Paper Money

Notre Dame researchers study Benjamin Franklin innovations

Manukyan and his team employed cutting-edge spectroscopic and imaging instruments to inspect closely the fibers, paper and inks that made Benjamin Franklin’s notes distinctive and hard to replicate.

Images by Barbara Johnson, courtesy of University of Notre Dame.

Among collectors of Continental Currency, it is common knowledge that Benjamin Franklin was prodigious in his output as a printer of paper money, beginning as early as 1731 when Pennsylvania gave him a contract to print £40,000 worth of currency.

Ever the inventor, he was also at the forefront in seeking ways to thwart the epidemic of counterfeiting. Most famously, he used leaves to make copper plates, on the theory that a counterfeiter would have difficulty replicating the pattern of veins on a leaf.

A study published to widespread media coverage on July 17 in the Proceedings of the National Academy of Sciences claims to shed new light on his experimentations with papers and inks. A research team at the University of Notre Dame led by Dr. Khachatur Manukyan, an associate research professor in the Department of Physics and Astronomy, spent seven years using techniques such as infrared, electron energy loss spectroscopy, and X-ray analysis, to study close to 600 notes from Franklin and some of his contemporaries in the university’s collection. They also looked at counterfeits. The technology used may be new, but many of the “findings” have been known to students of Colonial Currency for years.

Secure paper money was important to the colonies because gold and silver coins did not stay there for long, as it was used to pay for imports. Franklin realized, Dr. Manukyan said, that to sustain paper money’s viability, it “had to stay a step ahead of counterfeiters. … But the ledger where we know he recorded these printing decisions and methods has been lost to history. Using the techniques of physics, we have been able to restore, in part, some of what that record would have shown.”

They used five university research entities, the Nuclear Science Laboratory, the Center for Environmental Science and Technology, the Integrated Imaging Facility, the Materials Characterization Facility, and the Molecular Structure Facility.
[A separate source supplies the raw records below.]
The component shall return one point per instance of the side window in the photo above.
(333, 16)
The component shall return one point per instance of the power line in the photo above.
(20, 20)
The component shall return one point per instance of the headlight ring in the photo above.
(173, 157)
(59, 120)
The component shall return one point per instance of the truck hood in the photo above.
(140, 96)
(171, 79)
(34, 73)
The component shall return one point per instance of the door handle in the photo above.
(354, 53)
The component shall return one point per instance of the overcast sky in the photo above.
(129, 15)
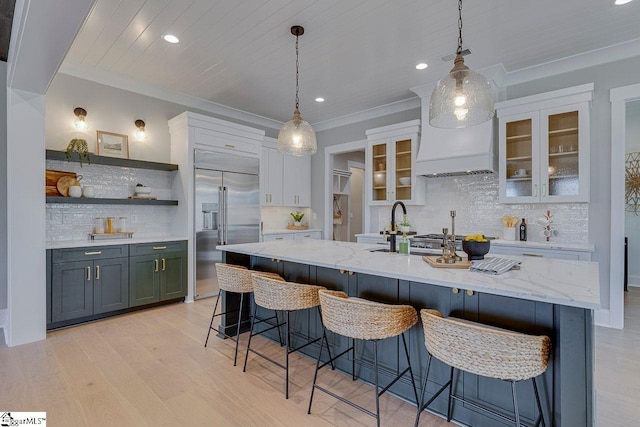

They researched the chemical elements in each item in the university collection and found that the counterfeits have noticeably high quantities of calcium and phosphorus, elements that were found only in traces in genuine notes. Also, the pigments Franklin used were distinct.

As reported in a synopsis of the research released by the university, “Although Franklin used (and sold) ‘lamp black,’ a pigment created by burning vegetable oils, for most printing, Franklin’s printed currency used a special black dye made from graphite found in rock. This pigment is also different from the “bone black” made from burned bone, which was favored both by counterfeiters and by those outside Franklin’s network of printing houses.”

Franklin was also innovative when it came to paper. It had long been thought that the addition of small colored fibers to paper pulp was invented in 1844 by Zenas Marshall Crane, son of the founder of Crane Paper. Dr. Manukyan and his colleagues discovered evidence that Franklin was including colored silks in his paper decades earlier. This is not actually revelatory. It is first mentioned in Eric P. Newman’s Early Paper Money of America on page 327 (2023 edition), referring to the issues of March 20, 1773.

The team also found that notes printed by Franklin’s printing network have a distinctive look because of the addition of a translucent material called “muscovite,” a light-colored mica. This is also referenced in Newman.

The team speculates that Franklin initially began adding the muscovite to his papers to make the printed notes more durable, increasing the size of the crystals over time, and that he continued to add it when it proved to be a helpful counterfeit deterrent.

The team was aware of the importance of nondestructive research techniques and recognized that there were physicists who would be turned off by such restrictions. “We were fortunate to have student researchers on this project with interests both in physics as well as in history and art conservation, Malukyan said, “and the core research facilities as well as the Rare Books and Special Collections team were incredible research partners. Without an uncommon level of collaboration across disciplines, our discoveries would not have been possible.”